2010年5月19日水曜日

多様性豊かな縄文時代

  ◆平和な平等社会

 話は三内丸山に帰ります。同遺跡では成人の墓約100基、小児用の墓約880基が見つかっています。集落のそばにきちんとと配列されたこれらの墓地は、全く大小の区別なく、副葬品もみな同じでした。ここから縄文社会が階級差のあまりない、基本的には平等主義の共同体社会であったといえます。
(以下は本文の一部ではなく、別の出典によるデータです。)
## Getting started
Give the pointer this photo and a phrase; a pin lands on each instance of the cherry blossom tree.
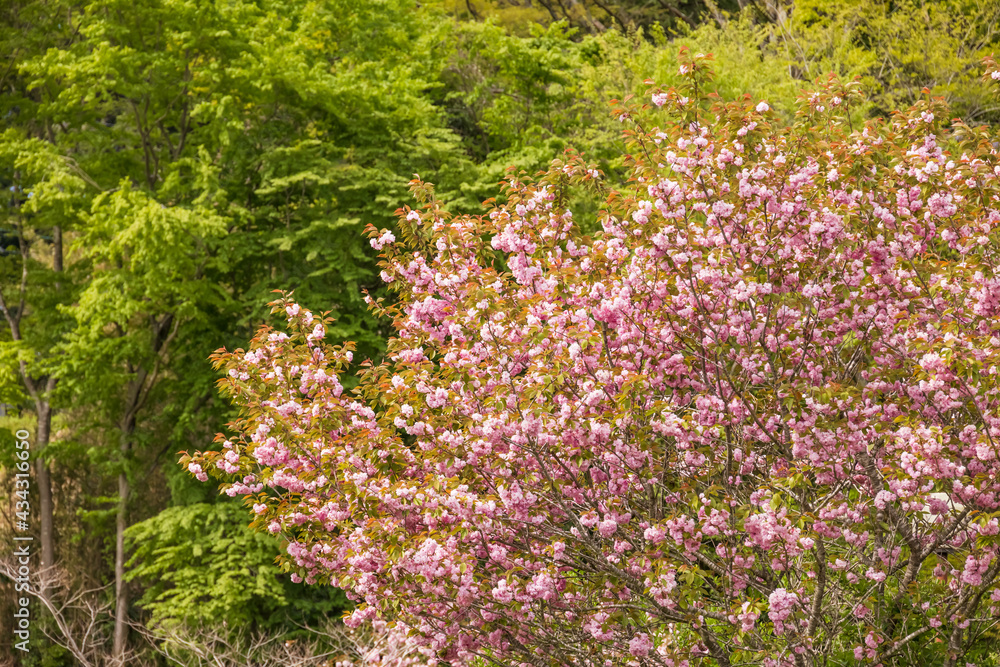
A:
(752, 420)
巨大な建物も、王や貴族の家ではなく、宗教的儀礼や共同の作業場、食料貯蔵庫など社会全体の持ち物だったと推定されてます。

さらに、縄文時代には、狩用の鏃(やじり)はあっても槍、刀など人殺しの武器は出土していません。縄文時代は戦争のない平和な平等社会であったのです。どういうことかと言うと、縄文時代というのは多様性が特徴です。食料にしても何か単一のものに縛られていません。三内丸山では栗を栽培していたけど、ヒエ、アワ、ドングリ、イノシシ、鹿、カモシカ、ウサギ、ムササビ、サケ、 ニシン、イワシ、アジなどがが、主食や副食として利用されていました。出土しませんが当然、山菜や野菜、キノコ類もふんだんに食べられていたはずです。弥生の米みたいに栗だけに縛られていたわけではなかったのです。この多様性がアワがだめならイノシシ、イノシシがなければサケ、と逃げ道を作り、人々が争うことを避けえたのです。

 三内丸山遺跡が充実期を迎えた今から5千年前、同じ時期のメソポタミアやエジプトでは、すでに王が出現し、人民を搾取して、王宮,城砦など巨大な建物を造って富めるものと貧しいものが生まれていました。階級社会が誕生していたのです。周辺国と土地や富をめぐって戦争が絶えませんでした。日本の縄文文化とは著しい対照となっています。あなたはどちらが好ましい、とお考えですか。